Municonsult n’accorde qu’à trois sites un indice de qualité écologique «très élevé» alors que 31 autres sont qualifiés d’importance «élevée». «Plus de milieux humides mériteraient d'avoir [un indice de qualité] important», soutient Guy Garand, directeur du CRE.

Est-ce que l’inventaire de Ville de Laval est l’unique référence, quand il s’agit d’accorder un permis? «De nombreuses sources de données relatives aux milieux humides présents sur le territoire lavallois peuvent être consultées. Le MDDEP se réserve le droit de valider l’information transmise», explique Lucie Tétreault, porte-parole au ministère, qui estime que dire que 60% des milieux humides de Laval sont menacés est exagéré.

«Il est important de noter qu’à Laval, le MDDEP exige, depuis 2004, que le demandeur de certificat d’autorisation fournisse une étude complète de la zone concernée par un projet, incluant une caractérisation exhaustive des milieux humides qui y sont présents», précise Mme Tétreault.
Éviter et minimiser
Les deux autres catégories décrites dans le dépliant du ministère compliquent davantage la vie aux promoteurs. Pour la classe des milieux d’une superficie comprise entre 0,5 et 5 ha, sans liens hydrologiques avec un cours d’eau et sans espèces menacées ou vulnérables, un CA peut être accordé.
Le principe «éviter et minimiser» devra cependant être appliqué. C’est-à-dire que le demandeur doit examiner, autant que possible, des solutions de rechange à son projet. Si cela s’avère impossible, il faut compenser les pertes de milieux humides sur le site même ou sur un site adjacent, de préférence.

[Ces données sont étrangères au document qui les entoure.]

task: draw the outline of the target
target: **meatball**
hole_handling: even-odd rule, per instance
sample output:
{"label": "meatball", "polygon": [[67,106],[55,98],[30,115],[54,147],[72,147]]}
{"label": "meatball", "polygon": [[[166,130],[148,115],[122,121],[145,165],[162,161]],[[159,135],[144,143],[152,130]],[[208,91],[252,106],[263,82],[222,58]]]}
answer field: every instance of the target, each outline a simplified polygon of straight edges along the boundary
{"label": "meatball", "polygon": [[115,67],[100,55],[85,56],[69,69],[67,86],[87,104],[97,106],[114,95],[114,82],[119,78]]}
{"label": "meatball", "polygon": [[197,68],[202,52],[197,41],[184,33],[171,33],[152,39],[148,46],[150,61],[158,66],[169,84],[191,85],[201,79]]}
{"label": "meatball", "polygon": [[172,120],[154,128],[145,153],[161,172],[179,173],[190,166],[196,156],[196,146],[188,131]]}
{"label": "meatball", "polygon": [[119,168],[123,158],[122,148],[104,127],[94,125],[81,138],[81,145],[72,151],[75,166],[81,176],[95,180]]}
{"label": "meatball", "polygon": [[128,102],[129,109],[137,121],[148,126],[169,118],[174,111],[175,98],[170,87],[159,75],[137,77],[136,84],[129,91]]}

Dans le troisième scénario présenté, la situation se corse. Les sites de plus de 5 ha, avec tourbière, ou liens hydrologiques, ou espèces menacées ou vulnérables devront faire l’objet d’une étude d’impact plus poussée. Comme pour la seconde catégorie, il faut tenter d’éviter avant de minimiser.
«Plus de milieux humides mériteraient d'avoir un indice de qualité important»

- Guy Garand, directeur du CRE Laval
> Du flou partout
Les municipalités ne sont pas les seules responsables du flou législatif qui règne dans le monde des milieux humides. Le gouvernement québécois tarde à adopter sa Politique de conservation et de gestion durable des milieux humides, qui posera les jalons sur lesquels viendront s’appuyer la règlementation des villes. Aucun échéancier n’a encore été adopté pour cette Politique, attendue depuis quelques années déjà.